Ontario's multimillion-dollar efforts to improve access to physicians have largely been successful, but there is troubling new evidence that the poorest and sickest citizens in the province have not benefited from the investments.
Reeling from ever-growing waits in emergency rooms, doctors refusing to accept new patients and the reluctance of new medical-school graduates to become family physicians, Ontario introduced two new payment methods for doctors early this decade: In 2001, it started Family Health Networks, a capitation model in which doctors are essentially paid a flat rate per patient annually; in 2003, the province followed up with Family Health Groups, an enhanced fee-for-service model, so that in addition to a set fee per medical act, doctors could collect extra payments for working nights and doing prevention work.
Largely as a result of those changes, about 500,000 more Ontarians now have a family doctor, though there are still shortages in the province. Approximately 850,000 residents are without a family doctor.
But new research, published in today's edition of the Canadian Medical Association Journal, found that the new patients are, on average, healthier and wealthier.
"When you put resources into a system and you don't regulate how they are used, those who are better-off are best able to take advantage," said Dr. Rick Glazier, a scientist at the Toronto-based Institute for Clinical Evaluative Sciences, and the lead author.
The research shows that both Family Health Networks and Family Health Groups attracted a healthier, more well-to-do clientele, though such patients were even more prominent in the capitation system.
The practices of the physicians who were paid a set fee per patient were characterized by patients with fewer chronic health conditions and who were more likely to have had a previous family doctor. Doctors also provided significantly less after-hours care and their patients were more likely to visit emergency rooms.

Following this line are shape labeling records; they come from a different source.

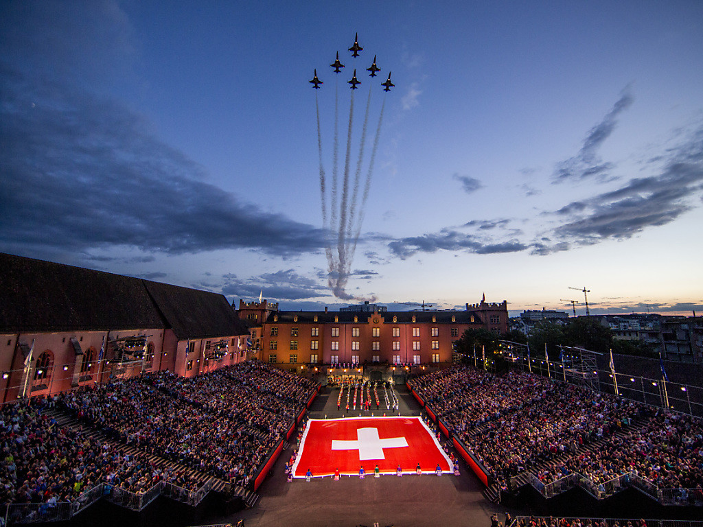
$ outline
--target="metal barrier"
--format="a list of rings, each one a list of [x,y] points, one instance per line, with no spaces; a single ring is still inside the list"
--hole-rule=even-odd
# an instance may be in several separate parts
[[[115,487],[112,489],[112,494],[108,497],[108,499],[112,503],[127,507],[133,511],[141,511],[161,494],[161,489],[163,488],[164,484],[163,481],[159,481],[159,483],[156,483],[156,485],[146,492],[139,494],[126,490],[120,487]]]
[[[75,516],[86,507],[89,507],[103,497],[104,486],[96,485],[81,493],[77,499],[71,504],[71,516]]]
[[[703,488],[660,488],[659,500],[663,505],[702,505]]]
[[[197,490],[191,490],[173,483],[165,483],[161,493],[166,497],[170,497],[191,507],[195,507],[202,501],[211,488],[212,488],[212,483],[209,480]]]
[[[11,503],[5,512],[6,525],[62,521],[71,517],[71,504]]]

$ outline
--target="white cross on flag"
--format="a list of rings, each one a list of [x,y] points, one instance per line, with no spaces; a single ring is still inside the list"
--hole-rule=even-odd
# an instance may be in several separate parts
[[[303,434],[293,476],[304,478],[308,470],[315,477],[358,474],[363,466],[373,472],[434,474],[439,464],[451,473],[453,466],[434,434],[419,417],[349,417],[311,419]]]

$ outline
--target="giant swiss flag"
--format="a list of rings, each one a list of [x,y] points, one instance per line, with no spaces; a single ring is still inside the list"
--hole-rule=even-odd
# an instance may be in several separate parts
[[[434,436],[420,417],[348,417],[311,419],[293,464],[293,476],[304,478],[368,474],[378,464],[383,474],[415,474],[418,464],[425,474],[434,474],[437,464],[451,473],[453,465]]]

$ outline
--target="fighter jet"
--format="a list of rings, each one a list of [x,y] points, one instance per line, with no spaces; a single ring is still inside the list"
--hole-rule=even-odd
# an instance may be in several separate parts
[[[361,84],[361,81],[356,80],[356,70],[354,70],[354,77],[352,77],[352,80],[347,81],[347,84],[352,85],[352,90],[358,89],[356,88],[356,84]]]
[[[391,82],[391,72],[388,72],[388,80],[385,82],[382,82],[381,86],[385,86],[385,88],[383,89],[384,91],[390,91],[391,88],[395,86],[392,82]]]
[[[310,84],[315,85],[315,89],[316,90],[320,89],[320,86],[318,86],[318,84],[324,84],[322,81],[321,81],[319,79],[317,78],[317,70],[316,69],[315,70],[315,77],[314,77],[312,78],[312,80],[310,81]]]
[[[363,48],[362,48],[361,46],[359,45],[358,41],[359,41],[359,33],[357,33],[354,36],[354,46],[352,46],[351,48],[349,48],[349,51],[352,51],[353,52],[352,53],[352,57],[358,57],[359,56],[359,52],[363,51]]]
[[[344,67],[344,65],[340,62],[340,52],[337,52],[337,60],[335,60],[332,64],[330,65],[332,67],[335,68],[335,73],[340,72],[340,68]]]
[[[376,76],[376,72],[380,72],[380,70],[381,70],[381,68],[376,67],[376,56],[374,55],[373,56],[373,64],[371,65],[370,67],[367,67],[366,68],[366,71],[367,72],[371,72],[370,74],[368,74],[369,77],[375,77]]]

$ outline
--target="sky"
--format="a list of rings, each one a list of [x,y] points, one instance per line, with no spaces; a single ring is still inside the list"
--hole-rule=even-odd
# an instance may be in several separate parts
[[[702,86],[695,0],[5,0],[0,251],[285,310],[699,313]]]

Dr. Glazier stressed, however, that these characteristics already seemed to be present among the physicians that enrolled in the capitation model and they simply adopted the payment model that was most advantageous to their way of doing business. In the past decade, Ontario has gone from a province where virtually all doctors were paid on a straight fee-for-service basis to one where the methods for reimbursing physicians under the Ontario Health Insurance Plan are varied and more complex.
Dr. Glazier, who is also a researcher at the Centre for Research on Inner City Health at St. Michael's Hospital in Toronto, described these changes - which are largely invisible to the public - as one of the biggest public-policy experiments in the country, if not the world.
"It's a change, an investment, that has definitely paid off," he said, but added that adjustments are required to ensure that people with chronic health conditions or those who are socially disadvantaged (both groups that tend to require more time-consuming care) are not left out in the cold.
Dr. Glazier said that in countries where capitation models are widely used, such as in Britain and the United States, doctors are paid more to care for those with chronic illnesses and the poor, and those incentives work.
Currently, there are about five million people cared for by physicians under enhanced fee-for-service models, about 2.5 million under capitation models, some 250,000 who go to community health clinics where doctors are salaried, and a small number belong to groups with alternate payment plans. The balance of residents have doctors who bill OHIP under regular fee-for-service, or they don't have a regular physician and go to walk-in clinics or emergency rooms.